I'm trying to interpolate some data for the purpose of plotting. For instance, given N data points, I'd like to be able to generate a "smooth" plot, made up of 10*N or so interpolated data points.
My approach is to generate an N-by-10*N matrix and compute the inner product the original vector and the matrix I generated, yielding a 1-by-10*N vector. I've already worked out the math I'd like to use for the interpolation, but my code is pretty slow. I'm pretty new to Python, so I'm hopeful that some of the experts here can give me some ideas of ways I can try to speed up my code.

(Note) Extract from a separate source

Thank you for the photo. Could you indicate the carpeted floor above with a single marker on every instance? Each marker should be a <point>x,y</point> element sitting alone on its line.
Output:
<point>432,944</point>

I think part of the problem is that generating the matrix requires 10*N^2 calls to the following function:
def sinc(x):
import math
try:
return math.sin(math.pi * x) / (math.pi * x)
except ZeroDivisionError:
return 1.0
(This comes from sampling theory. Essentially, I'm attempting to recreate a signal from its samples, and upsample it to a higher frequency.)

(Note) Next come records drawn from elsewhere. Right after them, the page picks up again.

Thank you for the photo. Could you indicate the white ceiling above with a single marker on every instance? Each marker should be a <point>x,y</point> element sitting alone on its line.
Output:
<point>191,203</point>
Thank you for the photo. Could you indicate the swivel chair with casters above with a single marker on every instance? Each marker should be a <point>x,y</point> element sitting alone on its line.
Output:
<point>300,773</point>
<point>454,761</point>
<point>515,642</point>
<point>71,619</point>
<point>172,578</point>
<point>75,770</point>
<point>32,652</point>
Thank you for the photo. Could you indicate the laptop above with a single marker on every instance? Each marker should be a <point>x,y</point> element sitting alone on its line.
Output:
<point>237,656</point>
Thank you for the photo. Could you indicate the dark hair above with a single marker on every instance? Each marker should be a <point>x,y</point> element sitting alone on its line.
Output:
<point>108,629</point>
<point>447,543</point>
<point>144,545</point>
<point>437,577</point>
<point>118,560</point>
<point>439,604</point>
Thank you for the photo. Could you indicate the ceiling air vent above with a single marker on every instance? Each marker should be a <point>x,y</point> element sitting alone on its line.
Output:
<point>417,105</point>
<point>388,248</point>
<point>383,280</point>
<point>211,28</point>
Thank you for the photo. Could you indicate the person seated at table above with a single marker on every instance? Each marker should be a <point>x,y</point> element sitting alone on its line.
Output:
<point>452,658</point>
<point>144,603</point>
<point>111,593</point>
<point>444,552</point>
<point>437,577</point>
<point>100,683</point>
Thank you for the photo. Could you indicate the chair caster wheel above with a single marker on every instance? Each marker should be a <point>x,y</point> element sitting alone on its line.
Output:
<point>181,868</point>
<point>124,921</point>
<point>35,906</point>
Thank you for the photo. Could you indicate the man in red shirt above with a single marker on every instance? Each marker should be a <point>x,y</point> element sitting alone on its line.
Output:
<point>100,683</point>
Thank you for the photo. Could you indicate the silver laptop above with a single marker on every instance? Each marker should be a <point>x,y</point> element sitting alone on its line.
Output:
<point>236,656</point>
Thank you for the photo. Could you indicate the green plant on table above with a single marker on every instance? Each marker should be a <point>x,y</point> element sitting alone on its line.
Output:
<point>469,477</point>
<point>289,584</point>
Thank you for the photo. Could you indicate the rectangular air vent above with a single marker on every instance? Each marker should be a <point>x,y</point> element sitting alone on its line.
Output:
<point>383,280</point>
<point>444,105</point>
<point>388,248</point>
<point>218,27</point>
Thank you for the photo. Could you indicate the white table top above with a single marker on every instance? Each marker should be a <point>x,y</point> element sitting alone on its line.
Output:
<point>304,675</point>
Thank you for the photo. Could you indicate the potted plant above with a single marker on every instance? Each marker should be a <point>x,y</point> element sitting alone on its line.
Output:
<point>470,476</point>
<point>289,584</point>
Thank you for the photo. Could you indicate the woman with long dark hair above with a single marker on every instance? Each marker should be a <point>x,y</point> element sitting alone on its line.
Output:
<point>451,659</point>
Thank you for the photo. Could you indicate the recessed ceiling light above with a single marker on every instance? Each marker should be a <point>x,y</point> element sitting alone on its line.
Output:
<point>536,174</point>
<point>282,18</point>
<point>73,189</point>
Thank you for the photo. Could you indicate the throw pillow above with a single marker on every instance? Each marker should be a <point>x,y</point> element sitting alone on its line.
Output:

The matrix is generated by the following:
def resampleMatrix(Tso, Tsf, o, f):
from numpy import array as npar
retval = []
for i in range(f):
retval.append([sinc((Tsf*i - Tso*j)/Tso) for j in range(o)])
return npar(retval)
I'm considering breaking up the task into smaller pieces because I don't like the idea of an N^2 matrix sitting in memory. I could probably make 'resampleMatrix' into a generator function and do the inner product row-by-row, but I don't think that will speed up my code much until I start paging stuff in and out of memory.
Thanks in advance for your suggestions!